Distribusi ini sejatinya tidak akan pernah teratasi tanpa insentif dan perlakuan afirmatif terhadap bidan yang mau bertugas di daerah tertinggal, terpencil, dan perbatasan (3T). Saat ini, bidan terjebak dalam pilihan sulit, antara idealisme melayani atau realitas kehidupan. Tanpa jaminan kesejahteraan dan karier yang jelas, distribusi tidak akan pernah terwujud.
Kompetensi Bidan
Di luar masalah distribusi, Indonesia menghadapi ketimpangan kompetensi yang sangat mengkhawatirkan di antara lulusan bidan dari berbagai institusi pendidikan. Proses pendidikan bidan yang bervariasi, kualitas pengajaran yang tidak seragam, hingga jam praktik klinis, menyebabkan diskrepansi kemampuan yang lebar antarindividu. Lulusan dari institusi yang kuat dan bereputasi baik jelas akan lebih siap, sementara lulusan dari institusi yang minim kontrol mutu bisa saja belum memenuhi standar praktik minimal.
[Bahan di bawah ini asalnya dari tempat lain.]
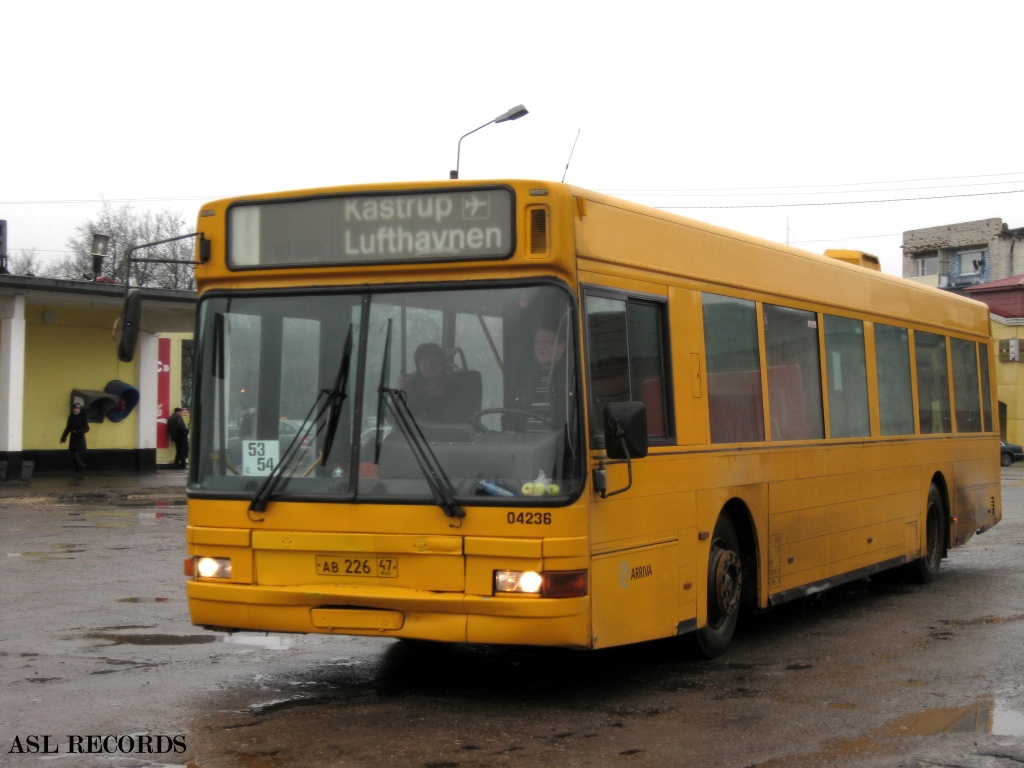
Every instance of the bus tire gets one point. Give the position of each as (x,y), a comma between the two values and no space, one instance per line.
(725,587)
(926,569)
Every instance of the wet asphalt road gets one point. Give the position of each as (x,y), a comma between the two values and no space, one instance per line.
(97,655)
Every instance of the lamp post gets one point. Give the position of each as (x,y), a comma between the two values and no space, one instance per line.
(98,252)
(514,114)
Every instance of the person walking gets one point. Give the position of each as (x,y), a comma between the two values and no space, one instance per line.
(78,425)
(177,430)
Krisis ini bukan masalah sederhana. Ketika kompetensi bidan tidak merata, maka kualitas pelayanan ANC dan persalinan menjadi rentan. Kesalahan diagnosis, keterlambatan rujukan, atau intervensi yang tidak tepat bisa berujung pada morbiditas atau mortalitas ibu dan bayi, yang seharusnya harus dicegah oleh keberadaan bidan itu sendiri.
Oleh karena itu, pembenahan sistem pendidikan bidan adalah keniscayaan. Pemerintah, bersama organisasi profesi dan lembaga akreditasi pendidikan tinggi, harus menegakkan standar minimal dan mekanisme evaluasi yang ketat terhadap semua institusi pendidikan kebidanan. Kompetensi bidan tidak bisa lagi dibiarkan menjadi lotere institusi, karena setiap bidan akan memegang kehidupan dalam tangannya.
Hari Bidan Nasional 2025 adalah momentum refleksi kritis terhadap realitas distribusi, kompetensi, dan kesejahteraan bidan di Indonesia. Sangat tidak mungkin kita berharap bidan hadir dalam setiap krisis, jika dalam kondisi biasa pun mereka masih menghadapi krisis mereka sendiri.
Pembenahan yang tepat sasaran bukan mengejar jumlah lulusan, tetapi pembenahan sistem yang menjamin setiap bidan bisa bekerja secara optimal, di tempat yang membutuhkan, dengan kompetensi yang memadai, dan dalam kondisi kerja yang layak. Semoga!